La politica, lo strumento per eccellenza per modellare il futuro, ha fallito sostiene Bauman; oggi invece di “inventare futuro” ha traslocato armi e bagagli nelle stanze assai più confortevoli della memoria collettiva, lo spazio che permette di giocare sulle identità e distinguere i buoni dai cattivi. Dove i primi siamo “noi” e i secondi tutti “gli altri”.

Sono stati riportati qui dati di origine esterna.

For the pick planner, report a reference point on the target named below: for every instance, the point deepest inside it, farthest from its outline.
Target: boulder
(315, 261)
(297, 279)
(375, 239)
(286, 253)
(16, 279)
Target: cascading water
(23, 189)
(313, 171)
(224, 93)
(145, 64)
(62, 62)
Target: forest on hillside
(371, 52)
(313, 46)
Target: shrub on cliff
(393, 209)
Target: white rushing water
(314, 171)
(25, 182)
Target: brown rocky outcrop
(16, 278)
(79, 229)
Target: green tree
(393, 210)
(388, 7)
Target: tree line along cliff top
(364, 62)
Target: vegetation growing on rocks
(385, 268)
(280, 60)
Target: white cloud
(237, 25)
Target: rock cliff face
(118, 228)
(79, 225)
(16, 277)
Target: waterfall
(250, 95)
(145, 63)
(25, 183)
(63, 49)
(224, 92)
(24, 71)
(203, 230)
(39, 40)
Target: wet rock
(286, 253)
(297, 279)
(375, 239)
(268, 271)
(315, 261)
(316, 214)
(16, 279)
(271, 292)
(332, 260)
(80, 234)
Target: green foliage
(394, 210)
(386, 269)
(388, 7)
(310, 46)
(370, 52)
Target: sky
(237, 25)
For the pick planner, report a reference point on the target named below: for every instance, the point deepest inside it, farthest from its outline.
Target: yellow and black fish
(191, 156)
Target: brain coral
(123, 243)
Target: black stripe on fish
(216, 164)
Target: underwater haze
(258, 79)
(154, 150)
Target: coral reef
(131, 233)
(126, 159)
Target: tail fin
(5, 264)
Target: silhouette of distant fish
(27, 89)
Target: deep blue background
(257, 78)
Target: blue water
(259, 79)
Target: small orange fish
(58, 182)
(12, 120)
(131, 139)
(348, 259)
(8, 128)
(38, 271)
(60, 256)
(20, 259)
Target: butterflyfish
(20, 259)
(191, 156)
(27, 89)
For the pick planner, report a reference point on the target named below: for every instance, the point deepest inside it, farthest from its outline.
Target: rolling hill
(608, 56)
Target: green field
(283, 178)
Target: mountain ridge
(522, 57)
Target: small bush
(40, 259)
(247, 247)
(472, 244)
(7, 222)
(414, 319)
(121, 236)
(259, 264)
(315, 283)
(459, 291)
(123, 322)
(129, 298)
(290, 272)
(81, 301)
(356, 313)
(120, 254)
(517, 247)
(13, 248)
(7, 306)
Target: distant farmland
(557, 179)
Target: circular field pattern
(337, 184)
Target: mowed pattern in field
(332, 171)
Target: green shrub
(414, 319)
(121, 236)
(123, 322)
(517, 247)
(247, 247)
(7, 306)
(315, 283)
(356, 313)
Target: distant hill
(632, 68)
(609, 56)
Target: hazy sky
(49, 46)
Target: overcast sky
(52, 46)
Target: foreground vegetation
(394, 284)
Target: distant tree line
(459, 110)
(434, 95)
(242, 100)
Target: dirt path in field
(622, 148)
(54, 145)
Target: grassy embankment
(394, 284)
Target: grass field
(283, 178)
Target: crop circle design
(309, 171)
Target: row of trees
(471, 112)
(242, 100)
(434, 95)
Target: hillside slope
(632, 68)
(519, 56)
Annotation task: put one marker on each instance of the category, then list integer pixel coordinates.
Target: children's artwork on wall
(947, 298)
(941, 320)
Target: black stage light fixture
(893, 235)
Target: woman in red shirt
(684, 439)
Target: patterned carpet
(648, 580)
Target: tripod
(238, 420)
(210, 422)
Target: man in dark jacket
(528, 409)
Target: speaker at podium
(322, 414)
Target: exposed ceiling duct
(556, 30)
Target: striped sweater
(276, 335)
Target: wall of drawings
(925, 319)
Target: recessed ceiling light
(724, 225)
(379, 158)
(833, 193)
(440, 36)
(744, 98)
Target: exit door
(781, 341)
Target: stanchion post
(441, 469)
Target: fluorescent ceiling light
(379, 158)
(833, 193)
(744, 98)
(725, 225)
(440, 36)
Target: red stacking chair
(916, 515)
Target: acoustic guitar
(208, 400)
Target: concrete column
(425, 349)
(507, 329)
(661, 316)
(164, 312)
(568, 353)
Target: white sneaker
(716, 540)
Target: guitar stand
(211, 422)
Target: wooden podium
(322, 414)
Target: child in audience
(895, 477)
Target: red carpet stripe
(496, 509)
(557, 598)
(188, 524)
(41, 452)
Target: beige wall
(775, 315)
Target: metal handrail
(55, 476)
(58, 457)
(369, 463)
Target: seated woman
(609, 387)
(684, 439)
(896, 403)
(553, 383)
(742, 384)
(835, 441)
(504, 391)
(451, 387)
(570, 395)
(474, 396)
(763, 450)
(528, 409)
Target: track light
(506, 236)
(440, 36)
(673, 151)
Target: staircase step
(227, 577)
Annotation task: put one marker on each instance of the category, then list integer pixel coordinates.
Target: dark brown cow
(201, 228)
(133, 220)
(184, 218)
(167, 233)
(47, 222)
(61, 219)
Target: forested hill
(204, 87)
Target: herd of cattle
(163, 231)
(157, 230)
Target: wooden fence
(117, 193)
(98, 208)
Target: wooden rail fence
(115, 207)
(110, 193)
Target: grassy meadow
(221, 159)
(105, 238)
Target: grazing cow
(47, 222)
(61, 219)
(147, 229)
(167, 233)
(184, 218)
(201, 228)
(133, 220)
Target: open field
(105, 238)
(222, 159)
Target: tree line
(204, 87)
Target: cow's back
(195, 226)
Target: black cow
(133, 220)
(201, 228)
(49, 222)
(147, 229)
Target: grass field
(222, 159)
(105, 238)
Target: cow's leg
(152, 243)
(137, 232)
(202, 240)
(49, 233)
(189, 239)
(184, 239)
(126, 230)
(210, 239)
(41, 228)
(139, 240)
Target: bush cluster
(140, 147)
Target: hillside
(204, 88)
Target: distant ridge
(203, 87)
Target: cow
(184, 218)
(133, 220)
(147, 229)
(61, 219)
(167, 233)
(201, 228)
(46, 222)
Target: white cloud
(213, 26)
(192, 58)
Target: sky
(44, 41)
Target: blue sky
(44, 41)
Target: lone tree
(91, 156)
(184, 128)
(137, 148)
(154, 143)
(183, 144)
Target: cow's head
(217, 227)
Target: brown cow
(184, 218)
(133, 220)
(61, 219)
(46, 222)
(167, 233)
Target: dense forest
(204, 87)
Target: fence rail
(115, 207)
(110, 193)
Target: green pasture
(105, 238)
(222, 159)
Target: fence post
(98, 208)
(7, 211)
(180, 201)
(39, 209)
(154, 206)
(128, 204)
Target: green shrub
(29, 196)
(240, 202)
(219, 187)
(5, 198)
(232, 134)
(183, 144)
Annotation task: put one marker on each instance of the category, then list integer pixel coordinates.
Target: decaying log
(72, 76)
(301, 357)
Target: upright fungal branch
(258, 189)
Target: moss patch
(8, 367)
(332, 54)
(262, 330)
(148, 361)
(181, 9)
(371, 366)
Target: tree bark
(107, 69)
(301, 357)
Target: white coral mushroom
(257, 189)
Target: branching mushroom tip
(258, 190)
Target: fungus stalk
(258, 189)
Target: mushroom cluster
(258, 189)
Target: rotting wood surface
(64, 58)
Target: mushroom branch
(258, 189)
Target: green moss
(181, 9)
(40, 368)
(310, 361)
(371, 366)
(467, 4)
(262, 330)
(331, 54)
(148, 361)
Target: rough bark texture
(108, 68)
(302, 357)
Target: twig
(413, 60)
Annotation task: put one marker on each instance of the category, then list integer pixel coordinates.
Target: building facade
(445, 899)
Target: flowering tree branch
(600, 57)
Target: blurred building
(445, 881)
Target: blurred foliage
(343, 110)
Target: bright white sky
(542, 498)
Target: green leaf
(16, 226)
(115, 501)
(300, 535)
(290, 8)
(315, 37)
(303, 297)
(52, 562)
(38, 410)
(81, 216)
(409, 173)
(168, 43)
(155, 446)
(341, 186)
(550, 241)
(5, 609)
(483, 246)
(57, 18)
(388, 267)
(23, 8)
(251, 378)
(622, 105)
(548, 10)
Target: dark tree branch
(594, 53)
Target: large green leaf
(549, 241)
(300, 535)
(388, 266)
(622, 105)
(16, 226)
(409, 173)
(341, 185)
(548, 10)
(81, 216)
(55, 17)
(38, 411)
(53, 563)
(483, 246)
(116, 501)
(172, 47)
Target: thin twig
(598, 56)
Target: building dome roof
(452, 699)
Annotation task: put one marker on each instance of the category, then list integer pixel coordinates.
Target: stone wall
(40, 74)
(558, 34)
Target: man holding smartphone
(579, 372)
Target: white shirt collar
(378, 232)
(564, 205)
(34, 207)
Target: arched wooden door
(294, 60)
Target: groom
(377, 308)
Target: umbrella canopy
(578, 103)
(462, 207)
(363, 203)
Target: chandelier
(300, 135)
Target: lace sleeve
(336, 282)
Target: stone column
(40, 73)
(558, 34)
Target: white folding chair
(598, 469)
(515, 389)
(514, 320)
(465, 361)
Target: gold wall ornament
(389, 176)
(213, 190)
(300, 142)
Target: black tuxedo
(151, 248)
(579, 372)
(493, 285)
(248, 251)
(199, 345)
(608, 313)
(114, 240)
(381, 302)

Come per magia il passato (prossimo o remoto) diventa l’età dell’oro. Il tempo della sicurezza, delle certezze, del futuro programmabile. Un processo paradossale che ciascuno può sperimentare di persona: quante volte abbiamo conversato con anziani che ricordavano con nostalgia gli anni di naja senza comprendere che stavano rimpiangendo non le guardie e le corvée ma la loro giovinezza?

L’idea di progresso, di futuro migliore del passato e del presente, è un’invenzione recente. Per millenni è stato detto che non c’era nulla da scoprire né tantomeno da inventare: sapevamo tutto. Bastava leggere e interpretare i testi sacri, la Bibbia, il Talmud, piuttosto che il Corano. Farsi domande, esprimere dubbi o nuove certezze era un esercizio piuttosto pericoloso come sperimentarono sulla loro pelle Giordano Bruno, Tommaso Campanella e Galileo.

La scienza dal dubbio elevato a sistema. Non conosco, quindi voglio comprendere, è il manifesto della nostra civiltà da cui nasce la nuova idea di umanesimo che distingue la nostra da ogni altra epoca. L’utopia, parola inventata da Tommaso Moro che significa “luogo che non esiste”, è il propellente di cui non possiamo fare a meno. Senza, non si va da nessuna parte.